The bill eliminates nonwage income taxes for about 191,000 businesses across the state. But many small-business owners who take profits out of their business will now see those profits taxed as a capital gain.
When business owners invest in their business, the tax world considers that the basis. When the business owner profits and pays themselves back for that initial investment, it isn’t taxed. Business owners can increase their basis when they invest more money.
But under the new bill, the basis is frozen. Business owners can only decrease their basis. And since many small-business owners have no basis, the profits they take out will be taxed as a capital gain, according to Gary Allerheiligen, a Wichita accountant who was on the panel with Brownback discussing tax policy.
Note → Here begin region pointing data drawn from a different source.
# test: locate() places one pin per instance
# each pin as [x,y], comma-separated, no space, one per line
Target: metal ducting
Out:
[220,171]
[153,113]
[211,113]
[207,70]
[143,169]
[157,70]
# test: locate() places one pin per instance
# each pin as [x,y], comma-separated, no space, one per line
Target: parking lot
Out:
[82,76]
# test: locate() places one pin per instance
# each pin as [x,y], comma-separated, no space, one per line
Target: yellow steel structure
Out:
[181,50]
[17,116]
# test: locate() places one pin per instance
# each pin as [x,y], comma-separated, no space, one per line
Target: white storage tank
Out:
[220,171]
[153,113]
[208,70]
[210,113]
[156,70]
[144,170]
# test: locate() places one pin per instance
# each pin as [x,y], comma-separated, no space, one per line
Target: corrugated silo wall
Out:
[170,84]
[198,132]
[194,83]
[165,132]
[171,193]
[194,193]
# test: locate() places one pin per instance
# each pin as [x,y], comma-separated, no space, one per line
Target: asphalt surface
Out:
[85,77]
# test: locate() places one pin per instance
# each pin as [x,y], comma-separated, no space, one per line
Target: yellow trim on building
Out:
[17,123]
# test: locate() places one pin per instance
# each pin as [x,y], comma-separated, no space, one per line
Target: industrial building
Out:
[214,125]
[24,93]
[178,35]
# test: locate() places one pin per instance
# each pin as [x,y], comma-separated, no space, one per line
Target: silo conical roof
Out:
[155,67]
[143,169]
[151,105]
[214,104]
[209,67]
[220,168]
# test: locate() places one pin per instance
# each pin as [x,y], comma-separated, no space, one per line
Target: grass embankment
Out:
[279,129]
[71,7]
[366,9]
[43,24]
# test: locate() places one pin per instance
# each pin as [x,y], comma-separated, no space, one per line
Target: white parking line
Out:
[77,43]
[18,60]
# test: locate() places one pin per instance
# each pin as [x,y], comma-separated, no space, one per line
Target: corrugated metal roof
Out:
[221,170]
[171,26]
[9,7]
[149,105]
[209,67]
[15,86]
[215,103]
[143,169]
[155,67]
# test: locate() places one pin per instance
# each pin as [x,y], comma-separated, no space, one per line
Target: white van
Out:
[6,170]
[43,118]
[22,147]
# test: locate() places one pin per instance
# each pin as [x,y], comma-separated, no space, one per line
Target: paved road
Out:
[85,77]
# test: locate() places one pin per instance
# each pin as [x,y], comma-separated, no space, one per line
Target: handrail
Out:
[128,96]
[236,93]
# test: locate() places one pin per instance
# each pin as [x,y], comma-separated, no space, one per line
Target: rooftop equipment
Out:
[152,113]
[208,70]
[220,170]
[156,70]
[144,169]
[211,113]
“That was not the intent of the Legislature,” said Allerheiligen who consulted with Brownback about tax policy during the session earlier this year.
Asked whether the Legislature would act quickly, Brownback said he couldn’t provide a reliable answer.
“My sense would be that would be something people would try to clear through early,” he said.
Brownback declined to characterize how big of a deal the flaw is.
But he told business leaders that he’s confident lower taxes and smaller government will produce economic growth. And Laffer said that the argument is simple: people and businesses seek out lower tax rates, and higher rates discourage people from employment.
“If you tax people who work and you pay people who don’t work, do I need to say the next sentence to you?” he asked.
Details of the plan
Laffer is one of the nation’s most well-known economists, primarily because he created and promoted supply-side economics for President Reagan. He has spent decades advocating tax cuts as a way to create private sector prosperity. Government revenue lost to the tax cuts will be replaced with increased revenue generated by private sector growth, he said.
Brownback gave Laffer a $75,000 contract to consult with the state on tax reform efforts earlier this year, and Laffer tried to rally support for a massive tax-cutting plan at legislative hearings during the legislative session. The plan called for reduction of individual income taxes, the phasing out of income taxes on businesses and the elimination of more than a dozen tax credits and deductions, including several popular ones such as the home mortgage deduction and the earned income tax credit that benefits the working poor.
That plan failed to generate support in the House and Senate. But it was advanced to the Senate where it was drastically altered, driving up the cost of the plan. Then when the House heard the Senate wouldn’t consider a separate negotiated plan, it advanced the bill to Brownback, who signed it.
Starting in January, the plan will reduce individual income tax rates and eliminate income taxes for owners of about 191,000 businesses. The new law collapses state income taxes to two brackets and cuts individual rates to 3 percent for married people who file jointly with income of less than $30,000. Income beyond that will be taxed at 4.9 percent.
Conservatives, including Brownback, project it will drive private sector growth and create thousands of new jobs. Other Republicans and Democrats believe it will force the state to drastically cut important core services, including education and aid for the poor and disabled.
Legislative researchers project it will create a cumulative shortfall of more than $2.5 billion over five years.
A study by the Institute on Taxation and Economic Policy that Laffer disputes calls Laffer’s studies showing that low-tax states outperform others “misleading.”
Their study says residents in “high rate” income tax states have as good or better economic growth per capita over the past decade than those in no-income-tax states.
“There is no reason for states to expect that reducing or repealing their income taxes will improve the performance of their economies,” the study concludes.